One of my go-to tricks is to keep some dough for slice-and-bake crackers in the freezer that I can throw in the oven when people are coming for drinks. The sharp Vermont cheddar and spicy chipotle chili powder with crunchy sea salt really wake up everyone's taste buds. My friends can't stop eating these!

Technique tips: I use a 3- to 4-inch paring knife, dipping it in warm water occasionally to make slicing easier. Grate the cheddar on a box grater or in a food processor fitted with the carrot grating disk.

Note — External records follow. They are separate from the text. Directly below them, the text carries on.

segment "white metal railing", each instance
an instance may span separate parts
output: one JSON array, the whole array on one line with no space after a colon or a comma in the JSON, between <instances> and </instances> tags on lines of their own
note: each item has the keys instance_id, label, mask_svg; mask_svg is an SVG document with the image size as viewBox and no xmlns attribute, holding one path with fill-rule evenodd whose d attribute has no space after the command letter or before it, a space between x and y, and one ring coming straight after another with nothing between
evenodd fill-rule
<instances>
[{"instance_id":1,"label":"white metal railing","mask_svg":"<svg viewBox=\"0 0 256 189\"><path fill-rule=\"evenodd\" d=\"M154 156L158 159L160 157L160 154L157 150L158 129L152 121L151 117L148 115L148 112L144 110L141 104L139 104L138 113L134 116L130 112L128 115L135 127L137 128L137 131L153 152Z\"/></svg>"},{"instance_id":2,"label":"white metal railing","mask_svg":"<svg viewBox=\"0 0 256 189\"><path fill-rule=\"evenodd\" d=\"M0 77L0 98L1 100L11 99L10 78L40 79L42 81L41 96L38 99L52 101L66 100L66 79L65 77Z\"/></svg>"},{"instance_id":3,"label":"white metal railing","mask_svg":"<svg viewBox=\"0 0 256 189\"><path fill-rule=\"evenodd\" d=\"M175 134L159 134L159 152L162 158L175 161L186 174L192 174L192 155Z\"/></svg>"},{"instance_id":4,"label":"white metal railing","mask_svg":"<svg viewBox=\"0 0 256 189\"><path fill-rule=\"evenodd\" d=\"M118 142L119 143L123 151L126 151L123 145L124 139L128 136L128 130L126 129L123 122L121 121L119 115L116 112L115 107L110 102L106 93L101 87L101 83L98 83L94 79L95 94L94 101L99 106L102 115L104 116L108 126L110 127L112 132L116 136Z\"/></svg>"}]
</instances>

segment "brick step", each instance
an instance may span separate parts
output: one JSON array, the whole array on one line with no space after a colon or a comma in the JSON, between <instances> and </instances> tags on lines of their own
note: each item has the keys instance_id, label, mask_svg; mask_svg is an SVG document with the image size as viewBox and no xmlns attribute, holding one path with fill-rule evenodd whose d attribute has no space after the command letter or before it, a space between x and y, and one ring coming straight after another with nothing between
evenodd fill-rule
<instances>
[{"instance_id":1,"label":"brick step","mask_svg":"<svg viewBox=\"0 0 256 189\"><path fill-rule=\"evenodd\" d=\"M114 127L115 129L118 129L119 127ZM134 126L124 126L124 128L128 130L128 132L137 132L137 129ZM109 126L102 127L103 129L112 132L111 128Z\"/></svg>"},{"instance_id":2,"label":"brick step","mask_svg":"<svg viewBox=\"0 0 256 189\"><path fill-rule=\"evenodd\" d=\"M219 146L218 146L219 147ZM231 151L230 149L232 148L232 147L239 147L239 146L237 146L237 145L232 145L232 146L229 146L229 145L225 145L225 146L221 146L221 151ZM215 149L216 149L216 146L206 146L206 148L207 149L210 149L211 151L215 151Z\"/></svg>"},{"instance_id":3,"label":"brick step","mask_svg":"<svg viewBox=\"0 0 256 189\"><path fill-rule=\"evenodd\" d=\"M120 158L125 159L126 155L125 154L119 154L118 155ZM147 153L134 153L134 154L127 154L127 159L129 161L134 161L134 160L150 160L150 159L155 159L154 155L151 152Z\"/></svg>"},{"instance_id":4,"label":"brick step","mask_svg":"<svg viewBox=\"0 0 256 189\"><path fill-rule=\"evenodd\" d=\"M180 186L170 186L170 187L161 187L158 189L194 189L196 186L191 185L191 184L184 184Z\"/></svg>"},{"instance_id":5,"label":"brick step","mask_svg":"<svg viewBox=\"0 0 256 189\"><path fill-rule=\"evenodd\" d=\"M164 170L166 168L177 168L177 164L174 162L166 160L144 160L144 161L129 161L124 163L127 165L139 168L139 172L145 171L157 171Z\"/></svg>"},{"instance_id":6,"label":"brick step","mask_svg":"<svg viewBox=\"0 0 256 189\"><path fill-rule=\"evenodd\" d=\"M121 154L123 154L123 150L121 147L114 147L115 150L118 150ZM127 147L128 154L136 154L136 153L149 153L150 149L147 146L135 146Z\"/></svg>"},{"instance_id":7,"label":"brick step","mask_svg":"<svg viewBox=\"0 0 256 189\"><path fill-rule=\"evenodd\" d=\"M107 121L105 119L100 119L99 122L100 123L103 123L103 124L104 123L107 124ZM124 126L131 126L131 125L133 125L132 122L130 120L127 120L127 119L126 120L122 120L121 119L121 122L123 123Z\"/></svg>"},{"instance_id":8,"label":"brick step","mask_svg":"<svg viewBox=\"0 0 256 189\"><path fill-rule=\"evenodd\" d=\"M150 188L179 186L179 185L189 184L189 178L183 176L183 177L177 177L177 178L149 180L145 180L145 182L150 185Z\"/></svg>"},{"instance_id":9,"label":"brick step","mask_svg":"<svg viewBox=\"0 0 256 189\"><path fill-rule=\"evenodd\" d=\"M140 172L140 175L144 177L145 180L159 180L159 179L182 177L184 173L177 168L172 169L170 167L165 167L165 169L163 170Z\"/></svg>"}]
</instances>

  • 1/2 pound (1 stick) unsalted butter, room temperature
  • 1/2 pound aged cheddar, such as Grafton 2-year, grated
  • 1 cup plus 2 tablespoons all-purpose flour
  • 1/2 teaspoon ground chipotle powder
  • 1 teaspoon kosher salt
  • flaked sea salt, such as Maldon



In the bowl of an electric mixer fitted with the paddle attachment, place the butter, cheddar, all of the flour, the chipotle powder, and 1 teaspoon kosher salt. Add 1½ tablespoons water and mix on low speed to combine the ingredients. Turn the mixer to medium and beat for 30 seconds, until the ingredients come together in big clumps.


Transfer the dough to a lightly floured cutting board and roll it into a log 12 inches long by 1½ inches wide. Wrap in plastic and refrigerate for at least 1 hour. (You can refrigerate the dough for several days or freeze it for up to 4 months.)


When ready to bake, preheat the oven to 350 F.


Line two sheet pans with parchment paper. Slice the dough 1/2 inch thick and place the rounds 1 inch apart on the parchment paper. Sprinkle with sea salt and bake for 15 to 17 minutes, until golden brown. Cool on the sheet pans or a baking rack and serve at room temperature.